The core idea is an overlap-aware framework the authors call variant soundness. Many proteins are covered by more than one DMS assay, and the shared variants between overlapping assays provide anchors for aligning their internal rankings. ESMRank uses these overlaps to align within-assay rankings and then aggregate them across experiments, deriving an assay-agnostic measure of mutational tolerance that does not depend on any single assay's units or readout. The predictor itself integrates protein language model representations—from the ESM family—with physicochemical descriptors of residues and substitutions.
Applied to roughly 1,100 MAVEdb score sets spanning over 2 million variants, ESMRank recovers a coherent, transferable constraint landscape. The learned axis of mutational constraint is enriched for structural-stability determinants such as residue burial, packing-perturbation magnitude, and domain architecture, suggesting the model captures a biophysically meaningful and generalizable signal rather than overfitting to individual assays.

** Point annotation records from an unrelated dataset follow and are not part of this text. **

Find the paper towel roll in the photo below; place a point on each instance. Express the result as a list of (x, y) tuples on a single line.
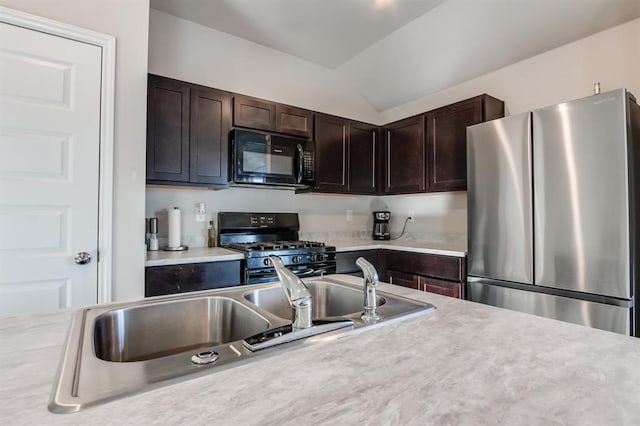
[(174, 227)]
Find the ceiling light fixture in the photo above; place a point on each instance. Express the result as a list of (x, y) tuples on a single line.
[(380, 4)]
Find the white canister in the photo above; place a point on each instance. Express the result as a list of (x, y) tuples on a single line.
[(174, 228)]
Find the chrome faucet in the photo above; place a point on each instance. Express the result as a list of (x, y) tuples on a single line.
[(370, 284), (297, 294)]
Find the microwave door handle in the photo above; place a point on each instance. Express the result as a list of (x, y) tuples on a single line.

ESMRank is a sequence-based learning-to-rank predictor that integrates protein language model representations with physicochemical descriptors of residues and substitutions. Its variant-soundness framework exploits the overlap structure of multiplexed assays: where multiple MAVEs measure the same protein, common variants are used to align rankings within each assay before aggregating across assays into a single, assay-agnostic mutational-tolerance scale. The model is applied to approximately 1,100 MAVEdb score sets encompassing over 2 million variants. The resulting constraint landscape is enriched for structural-stability determinants—including residue burial, the magnitude of packing perturbation introduced by a substitution, and domain architecture—indicating that the recovered axis reflects biophysical determinants of mutational tolerance. The preprint is released under a CC BY-NC-ND license; the authors do not report publicly released model weights at the time of posting.

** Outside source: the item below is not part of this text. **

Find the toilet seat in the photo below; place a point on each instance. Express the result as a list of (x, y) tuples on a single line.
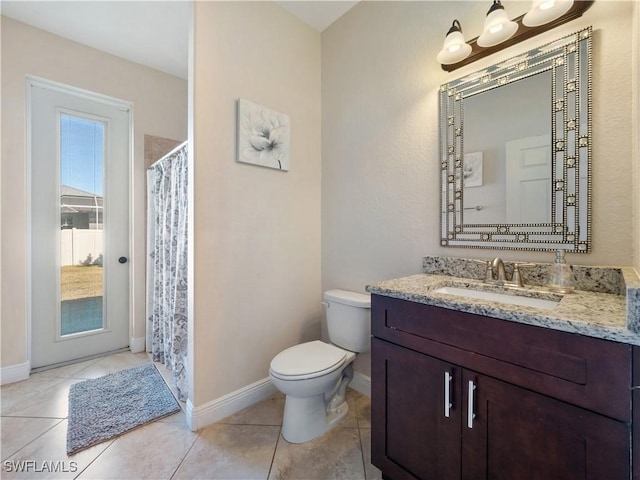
[(307, 360)]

ESMRank is intended for interpreting the functional impact of protein-coding variants, a central task in clinical genetics, protein engineering, and basic protein science. By producing an assay-agnostic measure of mutational tolerance, it can help prioritize variants of uncertain significance, guide stability-focused protein design, and provide a common reference frame for combining evidence across the many DMS assays now deposited in MAVEdb. Its enrichment for structural-stability determinants also makes it useful for studying how sequence position and biophysical context shape tolerance to mutation across diverse proteins.
ESMRank contributes a principled answer to a growing data-integration problem: as MAVEdb accumulates hundreds of heterogeneous DMS assays, methods that can align and pool them become increasingly valuable. The variant-soundness approach offers a reusable strategy for turning many incomparable assays into a single transferable constraint axis, and the model's biophysical interpretability strengthens confidence that the learned signal generalizes. As a February 2026 preprint released under a non-commercial license and without yet-reported public weights, its downstream adoption and head-to-head benchmarking against established variant effect predictors remain to be demonstrated.